Why Are Cars Turned Off to Refill But Planes Do it in Mid-Air?

Fuel is transferred to fighter jets by another military aircraft known as the tanker during flight by aerial refueling, which is also known as mid-air refueling or tanking.

This process extends the time in the air for the receiving aircraft. Because the receiving aircraft may be refueled while in the air, it is possible to take off with a larger payload, such as weaponry, cargo, or troops.

But couldn’t this process be dangerous? I was always told to turn off my car during a refill at the gas station. Isn’t it the same thing? How could the fighter jet get refueled while its engine is ON and not getting on fire?

Air refueling procedures

Source: By Tech Sgt Shane A. Cuomo, U.S. Air Force / wiki commons

The probe-and-drogue refueling system and the flying boom are the two types of refueling systems available. A third option is a hybrid of the first two. The two most important are explained below:

1- The probe-and-drogue approach can be more easily adapted to current aircraft because of its simplicity. A lengthy hose is unrolled from the wingtip or the fuselage by the engineer. The hose has what seems to be a windsock-shaped basket or drogue attached to the end.

Source: Research Gate

The receiver pilot must place a retractable probe into the basket or drogue once the hose has been extended to its maximum length. The nose of the aircraft is equipped with a retractable probe for easy access. The probe must be softly maneuvered by the engineer and the receiver pilot in order for it to latch onto the basket.

Source: wikipedia F35 probe-and-drogue

2- The flying boom technique necessitates using a separate operator stationed at the rear of the tank in order to be effective. He places a telescopic tube into a receptacle at the front of the receiver plane.

Source: Research Gate

When the boom latches, a signal is transmitted to the tanker, telling it to start pumping aviation gas. Compared to the probe-and-drogue, the flying boom has a higher fuel capacity. This works well for big planes with huge fuel tanks.
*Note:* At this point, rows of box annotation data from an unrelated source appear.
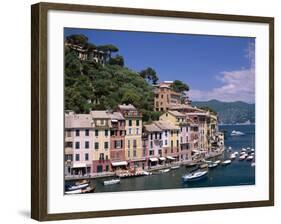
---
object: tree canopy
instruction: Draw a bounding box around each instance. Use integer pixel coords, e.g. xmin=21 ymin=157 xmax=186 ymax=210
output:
xmin=140 ymin=67 xmax=158 ymax=85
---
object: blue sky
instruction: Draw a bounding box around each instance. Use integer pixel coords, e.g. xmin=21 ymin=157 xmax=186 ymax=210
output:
xmin=64 ymin=28 xmax=255 ymax=103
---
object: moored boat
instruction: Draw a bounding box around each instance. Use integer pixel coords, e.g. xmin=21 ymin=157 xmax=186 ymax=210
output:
xmin=208 ymin=163 xmax=218 ymax=168
xmin=221 ymin=159 xmax=231 ymax=165
xmin=65 ymin=186 xmax=96 ymax=194
xmin=171 ymin=165 xmax=180 ymax=170
xmin=159 ymin=169 xmax=170 ymax=173
xmin=182 ymin=170 xmax=208 ymax=181
xmin=246 ymin=156 xmax=254 ymax=161
xmin=66 ymin=181 xmax=89 ymax=191
xmin=103 ymin=179 xmax=120 ymax=185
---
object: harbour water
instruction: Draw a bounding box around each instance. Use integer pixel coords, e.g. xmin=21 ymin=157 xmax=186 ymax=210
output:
xmin=68 ymin=125 xmax=255 ymax=193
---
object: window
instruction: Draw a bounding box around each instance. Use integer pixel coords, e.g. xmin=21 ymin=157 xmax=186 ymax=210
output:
xmin=114 ymin=140 xmax=122 ymax=149
xmin=95 ymin=142 xmax=99 ymax=150
xmin=104 ymin=142 xmax=108 ymax=149
xmin=75 ymin=142 xmax=80 ymax=149
xmin=65 ymin=142 xmax=73 ymax=148
xmin=85 ymin=153 xmax=89 ymax=161
xmin=66 ymin=130 xmax=71 ymax=137
xmin=75 ymin=154 xmax=80 ymax=161
xmin=99 ymin=153 xmax=104 ymax=160
xmin=133 ymin=139 xmax=137 ymax=148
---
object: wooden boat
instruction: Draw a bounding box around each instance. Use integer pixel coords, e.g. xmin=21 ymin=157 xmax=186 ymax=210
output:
xmin=171 ymin=165 xmax=180 ymax=170
xmin=65 ymin=186 xmax=96 ymax=194
xmin=221 ymin=159 xmax=231 ymax=165
xmin=246 ymin=156 xmax=254 ymax=161
xmin=239 ymin=154 xmax=247 ymax=160
xmin=159 ymin=169 xmax=170 ymax=173
xmin=103 ymin=179 xmax=120 ymax=185
xmin=208 ymin=163 xmax=218 ymax=168
xmin=200 ymin=163 xmax=208 ymax=169
xmin=66 ymin=181 xmax=90 ymax=191
xmin=182 ymin=170 xmax=208 ymax=181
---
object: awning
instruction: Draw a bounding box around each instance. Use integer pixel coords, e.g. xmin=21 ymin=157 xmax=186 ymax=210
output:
xmin=72 ymin=163 xmax=86 ymax=168
xmin=111 ymin=161 xmax=128 ymax=166
xmin=149 ymin=158 xmax=158 ymax=162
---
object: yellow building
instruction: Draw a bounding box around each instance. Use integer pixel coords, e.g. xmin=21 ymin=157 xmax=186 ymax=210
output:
xmin=118 ymin=104 xmax=143 ymax=167
xmin=91 ymin=111 xmax=111 ymax=173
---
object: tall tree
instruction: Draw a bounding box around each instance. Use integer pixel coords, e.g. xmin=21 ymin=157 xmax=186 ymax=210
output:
xmin=139 ymin=67 xmax=158 ymax=85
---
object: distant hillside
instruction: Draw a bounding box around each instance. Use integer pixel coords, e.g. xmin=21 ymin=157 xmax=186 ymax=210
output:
xmin=192 ymin=100 xmax=255 ymax=124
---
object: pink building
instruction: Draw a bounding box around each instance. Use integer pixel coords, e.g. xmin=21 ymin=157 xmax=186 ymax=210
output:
xmin=65 ymin=112 xmax=93 ymax=175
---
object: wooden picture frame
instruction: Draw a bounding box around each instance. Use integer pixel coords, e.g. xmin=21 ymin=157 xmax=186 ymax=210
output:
xmin=31 ymin=3 xmax=274 ymax=221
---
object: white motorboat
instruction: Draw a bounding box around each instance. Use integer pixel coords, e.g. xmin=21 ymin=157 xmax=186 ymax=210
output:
xmin=65 ymin=186 xmax=96 ymax=194
xmin=221 ymin=159 xmax=231 ymax=165
xmin=230 ymin=130 xmax=245 ymax=136
xmin=239 ymin=154 xmax=247 ymax=160
xmin=182 ymin=170 xmax=208 ymax=181
xmin=159 ymin=169 xmax=170 ymax=173
xmin=233 ymin=151 xmax=239 ymax=156
xmin=214 ymin=160 xmax=221 ymax=165
xmin=103 ymin=179 xmax=120 ymax=185
xmin=246 ymin=156 xmax=254 ymax=161
xmin=171 ymin=165 xmax=180 ymax=170
xmin=208 ymin=163 xmax=218 ymax=168
xmin=67 ymin=182 xmax=89 ymax=191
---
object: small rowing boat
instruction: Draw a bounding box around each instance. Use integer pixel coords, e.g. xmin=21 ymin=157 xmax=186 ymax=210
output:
xmin=221 ymin=159 xmax=231 ymax=165
xmin=182 ymin=170 xmax=208 ymax=181
xmin=103 ymin=179 xmax=120 ymax=185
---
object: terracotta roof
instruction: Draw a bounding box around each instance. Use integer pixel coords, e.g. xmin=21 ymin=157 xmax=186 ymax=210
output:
xmin=168 ymin=110 xmax=185 ymax=117
xmin=118 ymin=104 xmax=136 ymax=110
xmin=109 ymin=112 xmax=125 ymax=120
xmin=91 ymin=110 xmax=110 ymax=119
xmin=65 ymin=114 xmax=92 ymax=128
xmin=144 ymin=124 xmax=162 ymax=132
xmin=153 ymin=121 xmax=180 ymax=130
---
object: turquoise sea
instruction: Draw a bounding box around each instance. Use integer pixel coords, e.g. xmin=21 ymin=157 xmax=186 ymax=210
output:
xmin=69 ymin=125 xmax=255 ymax=192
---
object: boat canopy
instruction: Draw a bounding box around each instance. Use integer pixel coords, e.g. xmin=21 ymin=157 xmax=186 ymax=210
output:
xmin=111 ymin=161 xmax=128 ymax=166
xmin=72 ymin=163 xmax=86 ymax=168
xmin=149 ymin=158 xmax=158 ymax=162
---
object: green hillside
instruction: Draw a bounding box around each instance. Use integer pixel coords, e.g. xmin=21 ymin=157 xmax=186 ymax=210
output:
xmin=192 ymin=100 xmax=255 ymax=124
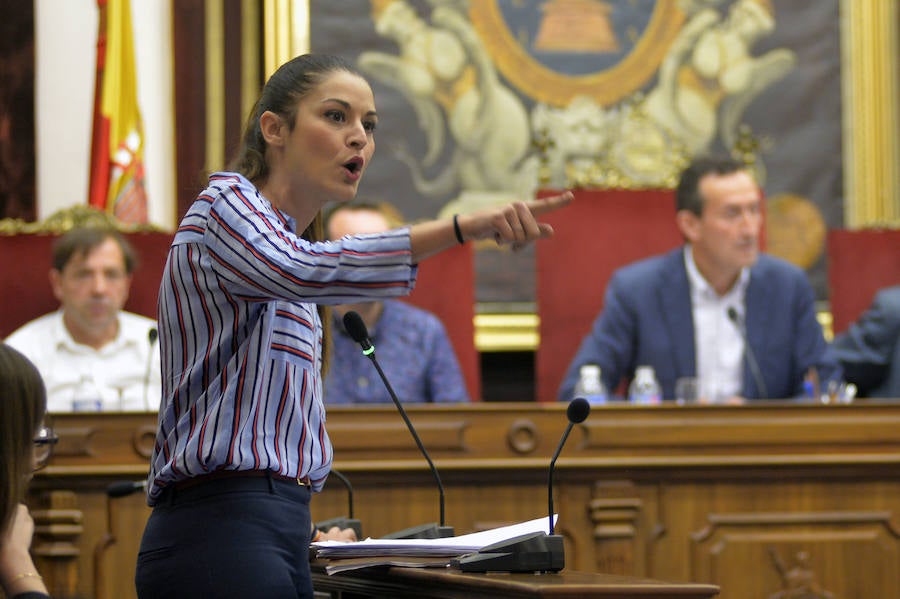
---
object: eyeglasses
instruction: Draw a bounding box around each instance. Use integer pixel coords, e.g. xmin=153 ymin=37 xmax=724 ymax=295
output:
xmin=32 ymin=425 xmax=59 ymax=472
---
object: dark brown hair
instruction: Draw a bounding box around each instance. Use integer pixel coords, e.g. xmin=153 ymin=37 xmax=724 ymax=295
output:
xmin=675 ymin=156 xmax=747 ymax=216
xmin=0 ymin=343 xmax=47 ymax=538
xmin=228 ymin=54 xmax=362 ymax=375
xmin=53 ymin=226 xmax=137 ymax=274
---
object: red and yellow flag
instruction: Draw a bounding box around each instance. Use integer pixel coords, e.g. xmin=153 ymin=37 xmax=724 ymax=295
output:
xmin=88 ymin=0 xmax=147 ymax=223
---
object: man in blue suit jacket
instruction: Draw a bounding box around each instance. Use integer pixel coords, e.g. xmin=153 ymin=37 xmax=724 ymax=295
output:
xmin=559 ymin=158 xmax=841 ymax=403
xmin=833 ymin=285 xmax=900 ymax=398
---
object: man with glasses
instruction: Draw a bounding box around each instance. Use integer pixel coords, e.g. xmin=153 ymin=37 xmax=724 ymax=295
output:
xmin=6 ymin=227 xmax=161 ymax=412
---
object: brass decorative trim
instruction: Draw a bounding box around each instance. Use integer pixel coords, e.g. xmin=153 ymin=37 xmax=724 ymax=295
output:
xmin=840 ymin=0 xmax=900 ymax=229
xmin=241 ymin=0 xmax=262 ymax=125
xmin=0 ymin=204 xmax=164 ymax=235
xmin=204 ymin=0 xmax=225 ymax=172
xmin=475 ymin=313 xmax=540 ymax=352
xmin=263 ymin=0 xmax=309 ymax=79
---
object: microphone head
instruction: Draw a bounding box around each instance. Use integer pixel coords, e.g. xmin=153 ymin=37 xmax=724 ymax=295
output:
xmin=566 ymin=397 xmax=591 ymax=424
xmin=344 ymin=310 xmax=369 ymax=344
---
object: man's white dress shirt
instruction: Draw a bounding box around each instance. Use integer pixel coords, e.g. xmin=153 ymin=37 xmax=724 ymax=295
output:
xmin=6 ymin=311 xmax=162 ymax=413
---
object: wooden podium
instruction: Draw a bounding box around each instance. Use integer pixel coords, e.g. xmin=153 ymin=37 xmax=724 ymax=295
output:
xmin=313 ymin=563 xmax=719 ymax=599
xmin=29 ymin=402 xmax=900 ymax=599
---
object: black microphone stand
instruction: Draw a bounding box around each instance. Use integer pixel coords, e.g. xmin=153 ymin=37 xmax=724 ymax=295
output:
xmin=451 ymin=397 xmax=591 ymax=572
xmin=316 ymin=468 xmax=363 ymax=541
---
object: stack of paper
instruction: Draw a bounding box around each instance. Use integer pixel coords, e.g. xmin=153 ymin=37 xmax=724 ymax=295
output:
xmin=312 ymin=515 xmax=556 ymax=573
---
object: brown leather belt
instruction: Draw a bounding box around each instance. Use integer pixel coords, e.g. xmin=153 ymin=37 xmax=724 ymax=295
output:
xmin=173 ymin=470 xmax=312 ymax=491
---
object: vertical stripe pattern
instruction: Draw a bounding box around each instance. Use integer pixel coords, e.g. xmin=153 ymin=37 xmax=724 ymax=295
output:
xmin=149 ymin=173 xmax=416 ymax=505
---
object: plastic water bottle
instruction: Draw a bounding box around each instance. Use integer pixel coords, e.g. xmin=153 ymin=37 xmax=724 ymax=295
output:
xmin=628 ymin=366 xmax=662 ymax=406
xmin=72 ymin=374 xmax=103 ymax=412
xmin=575 ymin=364 xmax=609 ymax=406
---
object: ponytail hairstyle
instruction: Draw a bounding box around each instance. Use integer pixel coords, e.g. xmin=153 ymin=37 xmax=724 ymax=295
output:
xmin=228 ymin=54 xmax=362 ymax=376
Isn’t this process dangerous?

We are always taught that when we reach the gas station to refuel our cars, to turn OFF the engine. This is a safety precaution to avoid any accidents. But why do we have to do this while fighter jets are easily refueling while flying in the air? There are two possible reasons behind this:

1- Type of the fuel:

Source: somagnews

Refueling a car while the engine is running and refueling a fighter aircraft while it is in the air are basically the same, but with one critical difference: the kind of fuel utilized.

Source: iStock

Cars often run on gasoline, which has a lower flash point of around -43°C, which means it is a highly flammable fuel. This is the point at which a vapor is formed around the fuel, this vapor is what causes the combustion of the fuel when exposed to an open flame. As a result, the fuel will likely get unexpectedly ignited, resulting in the whole fuel tank catching fire.

Source: Greg Bishop / flickr

For fighter jets, fuels with a higher flash point are used: JP5 has a flash point temperature of 60°C, whereas JP8 has a flash point temperature of 38°C. Catching fire is less likely to occur when using a higher flash point gasoline. Additionally, higher elevations in the air provide lower temperatures, which further minimizes the dangers.

2- Low probability risk:

Refueling your car while it’s running isn’t all that risky! Adding extra gasoline has no effect on the process because your engine is still taking fuel from the bottom of the tank. There are countries where refueling running cars is completely unregulated, and this is the norm.

So, what’s the point of the rule then? According to one theory, requiring a person to start the car makes them less willing to drive off with a nozzle in their tank and pulling the gasoline line loose, which could end up deadly. Another possibility is that you may spill petrol when filling up your car, creating a vapor cloud that could be ignited by a running engine. This probability is extremely small, but it still does exist.

This is a “1-in-10,000” probability to occur. If something happens once in 10 thousand cases, it may seem little, but if ten thousand people take that risk, the odds worsen dramatically. With over ten million individuals filling up their cars every day in the United States, even the tiniest chance becomes an almost certain catastrophe.

Source: U.S. Air Force photo/Senior Airman Ashley J. Thum / dvidshub

Fascinating fact: Aircraft are handled like Sedans when refueled on the ground, with engines completely switched off throughout the process. When refueling planes on the ground, there are actually additional safeguards in place. Aside from that, when planes are refueled, a fire truck is usually stationed nearby to deal with any accidents that may occur.